Title: Spectral graph matching and regularized quadratic relaxations
Abstract: Given two unlabeled, edge-correlated graphs on the same set of vertices, we study the "graph matching" problem of identifying the unknown mapping from vertices of the first graph to those of the second. This amounts to solving a computationally intractable quadratic assignment problem. We propose a new spectral method, which computes the eigendecomposition of the two graph adjacency matrices and returns a matching based on the pairwise alignments between all eigenvectors of the first graph with all eigenvectors of the second. Each alignment is inversely weighted by the distance between the corresponding eigenvalues. This spectral method can be equivalently viewed as solving a regularized quadratic programming relaxation of the quadratic assignment problem. We show that for a correlated Erdos-Renyi model, this method can return the exact matching with high probability if the two graphs differ by at most a 1/polylog(n) fraction of edges, both for dense graphs and for sparse graphs with at least polylog(n) average degree. Our analysis exploits local laws for the resolvents of sparse Wigner matrices. Based on joint work with Zhou Fan, Cheng Mao, Yihong Wu, all at Yale.

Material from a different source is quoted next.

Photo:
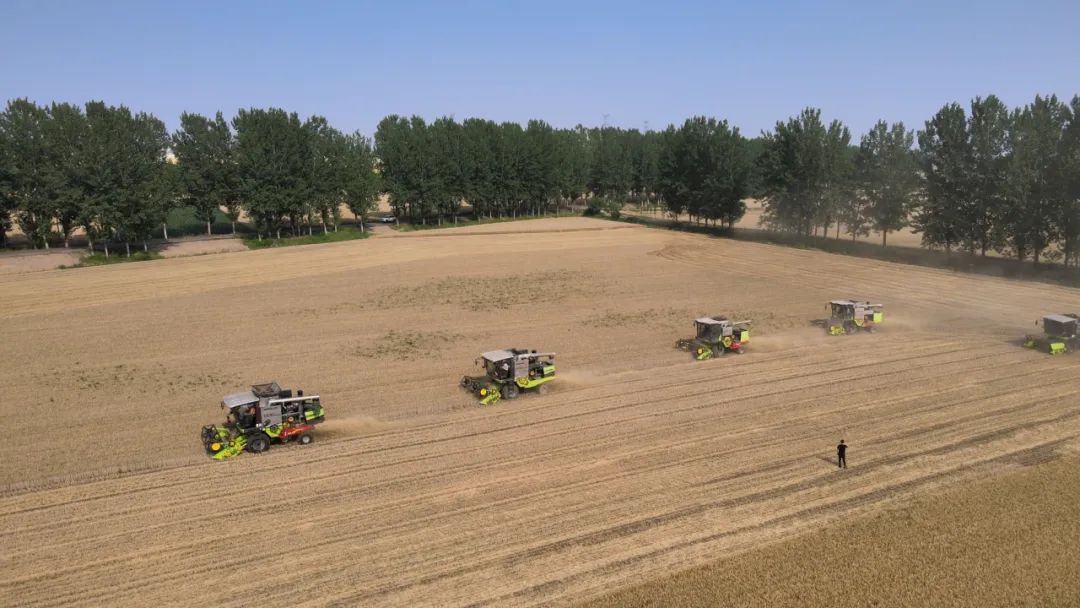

Bio: Jiaming Xu is an assistant professor in the Fuqua School of Business at Duke University which he joined in July 2018. Before that, he was an assistant professor in the Krannert School of Management at Purdue University from August 2016 to June 2018, a research fellow with the Simons Institute for the Theory of Computing, UC Berkeley from January 2016 to June 2016, and a postdoctoral fellow with the Statistics Department, The Wharton School, University of Pennsylvania from January 2015 to December 2015. He received the Ph.D. degree from UIUC in 2014 under the supervision of Prof. Bruce Hajek, the M.S. degree from UT-Austin in 2011, and the B.E. degree from Tsinghua University in 2009, all in Electrical and Computer Engineering. His research interests include random graphs, high-dimensional statistical inference, information theory, convex and non-convex optimization, and queueing theory.